Influence of micro and nanoporous TiO2 surface modifications on physical-chemical and biological interactions

Titanium is widely used in implants but can cause adverse reactions like inflammation and tissue rejection. Surface modifications like acid-etching and anodization improve implant properties and osseointegration. This study investigated how micro and nanoporous TiO2 films affect the implant-host interaction, focusing on physical–chemical and biological aspects. Surface treated implants were obtained by acid-etched and anodization of commercially pure titanium (CPTi). Samples were characterized by FE- and FIB-SEM, XRD, EDX, WCA, profilometry, and electrochemical behavior was also investigated.
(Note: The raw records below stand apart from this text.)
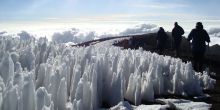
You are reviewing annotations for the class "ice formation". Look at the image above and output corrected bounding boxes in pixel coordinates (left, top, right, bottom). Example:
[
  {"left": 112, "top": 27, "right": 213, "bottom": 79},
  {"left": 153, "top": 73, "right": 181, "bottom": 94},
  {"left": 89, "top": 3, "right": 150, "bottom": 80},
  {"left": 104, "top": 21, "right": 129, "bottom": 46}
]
[{"left": 0, "top": 34, "right": 215, "bottom": 110}]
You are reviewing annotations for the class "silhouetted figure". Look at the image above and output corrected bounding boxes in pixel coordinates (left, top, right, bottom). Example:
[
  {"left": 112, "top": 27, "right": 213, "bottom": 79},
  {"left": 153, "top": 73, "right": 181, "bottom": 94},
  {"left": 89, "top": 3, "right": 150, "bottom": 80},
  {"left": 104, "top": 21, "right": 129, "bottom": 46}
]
[
  {"left": 188, "top": 22, "right": 210, "bottom": 72},
  {"left": 172, "top": 22, "right": 185, "bottom": 56},
  {"left": 157, "top": 27, "right": 168, "bottom": 55}
]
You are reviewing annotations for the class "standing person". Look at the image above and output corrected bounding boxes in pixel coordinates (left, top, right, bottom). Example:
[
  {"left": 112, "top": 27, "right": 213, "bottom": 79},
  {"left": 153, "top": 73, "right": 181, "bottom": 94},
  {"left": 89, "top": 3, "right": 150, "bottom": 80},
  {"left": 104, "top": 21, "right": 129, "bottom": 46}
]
[
  {"left": 157, "top": 27, "right": 168, "bottom": 55},
  {"left": 172, "top": 22, "right": 185, "bottom": 57},
  {"left": 188, "top": 22, "right": 210, "bottom": 72}
]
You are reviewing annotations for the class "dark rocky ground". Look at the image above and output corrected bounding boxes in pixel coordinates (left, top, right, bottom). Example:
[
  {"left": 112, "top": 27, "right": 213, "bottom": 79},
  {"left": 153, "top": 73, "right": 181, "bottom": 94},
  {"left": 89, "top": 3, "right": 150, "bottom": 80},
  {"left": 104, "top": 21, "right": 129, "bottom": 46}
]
[{"left": 74, "top": 33, "right": 220, "bottom": 110}]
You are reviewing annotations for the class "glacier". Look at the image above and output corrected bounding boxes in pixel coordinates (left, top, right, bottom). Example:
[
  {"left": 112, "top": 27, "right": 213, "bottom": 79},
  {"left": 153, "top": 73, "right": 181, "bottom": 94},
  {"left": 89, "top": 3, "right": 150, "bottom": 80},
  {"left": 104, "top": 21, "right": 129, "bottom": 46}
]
[{"left": 0, "top": 36, "right": 215, "bottom": 110}]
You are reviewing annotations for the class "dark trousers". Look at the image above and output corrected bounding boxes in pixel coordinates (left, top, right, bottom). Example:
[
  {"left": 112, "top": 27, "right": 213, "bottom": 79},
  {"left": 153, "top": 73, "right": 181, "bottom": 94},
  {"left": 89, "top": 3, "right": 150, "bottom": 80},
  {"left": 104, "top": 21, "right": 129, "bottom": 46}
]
[
  {"left": 193, "top": 51, "right": 205, "bottom": 72},
  {"left": 174, "top": 39, "right": 181, "bottom": 57}
]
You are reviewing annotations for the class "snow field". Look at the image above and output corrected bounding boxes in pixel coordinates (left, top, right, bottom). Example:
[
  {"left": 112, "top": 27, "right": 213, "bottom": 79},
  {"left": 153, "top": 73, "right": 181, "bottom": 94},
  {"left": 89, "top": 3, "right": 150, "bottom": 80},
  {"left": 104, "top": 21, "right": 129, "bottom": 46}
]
[{"left": 0, "top": 37, "right": 215, "bottom": 110}]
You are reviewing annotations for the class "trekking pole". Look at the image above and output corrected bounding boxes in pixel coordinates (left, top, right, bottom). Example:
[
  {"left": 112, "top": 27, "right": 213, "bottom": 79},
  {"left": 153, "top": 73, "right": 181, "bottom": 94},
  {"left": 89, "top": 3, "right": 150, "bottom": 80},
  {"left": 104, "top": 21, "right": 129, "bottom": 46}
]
[{"left": 205, "top": 42, "right": 211, "bottom": 74}]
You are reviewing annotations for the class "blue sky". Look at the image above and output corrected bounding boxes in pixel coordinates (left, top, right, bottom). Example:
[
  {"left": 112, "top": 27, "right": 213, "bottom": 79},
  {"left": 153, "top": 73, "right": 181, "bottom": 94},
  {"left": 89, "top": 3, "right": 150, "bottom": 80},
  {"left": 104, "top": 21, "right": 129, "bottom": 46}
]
[{"left": 0, "top": 0, "right": 220, "bottom": 21}]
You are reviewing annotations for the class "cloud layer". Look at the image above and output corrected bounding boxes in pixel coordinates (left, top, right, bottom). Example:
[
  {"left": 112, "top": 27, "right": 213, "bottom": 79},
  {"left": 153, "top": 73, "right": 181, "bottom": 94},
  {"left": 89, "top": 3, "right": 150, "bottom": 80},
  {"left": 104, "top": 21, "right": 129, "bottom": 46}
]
[{"left": 52, "top": 24, "right": 157, "bottom": 43}]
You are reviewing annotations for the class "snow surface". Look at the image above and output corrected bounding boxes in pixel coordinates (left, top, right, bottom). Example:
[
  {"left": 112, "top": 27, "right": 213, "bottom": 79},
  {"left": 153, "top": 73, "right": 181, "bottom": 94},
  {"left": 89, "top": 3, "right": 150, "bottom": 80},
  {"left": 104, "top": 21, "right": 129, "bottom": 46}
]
[
  {"left": 0, "top": 36, "right": 215, "bottom": 110},
  {"left": 157, "top": 99, "right": 211, "bottom": 110}
]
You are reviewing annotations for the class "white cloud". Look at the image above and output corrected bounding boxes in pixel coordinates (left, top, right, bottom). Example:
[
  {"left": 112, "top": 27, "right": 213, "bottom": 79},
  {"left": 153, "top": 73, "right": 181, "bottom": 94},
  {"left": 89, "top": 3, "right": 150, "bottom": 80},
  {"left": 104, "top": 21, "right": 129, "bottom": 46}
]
[
  {"left": 52, "top": 24, "right": 157, "bottom": 44},
  {"left": 131, "top": 3, "right": 189, "bottom": 9}
]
Biocompatibility was accessed by protein adsorption (albumin and serum proteins), hemolysis, and in vitro fibroblast interaction. Anodic samples exhibited the highest corrosion resistance and apatite deposition. Protein adsorption was related to surface roughness and wettability. Samples followed the Langmuir model isotherm (Type I), except for galvanostatic samples (Type III isotherm). Kinetic adsorption was modeled by a pseudo-first-order model, wherein rate-limiting step is albumin diffusion into pores. All surfaces met the hemocompatibility requirements for its use as biomaterial (hemolysis index < 2 %). The upper surface roughness threshold was identified at approximately Sa ≈ 1 µm for better fibroblast viability, adhesion, and proliferation. Combining the results, nanoporous samples present optimized surface conditions that enhance body-fluid contact and improve cell adhesion, thereby contributing to long-term stability.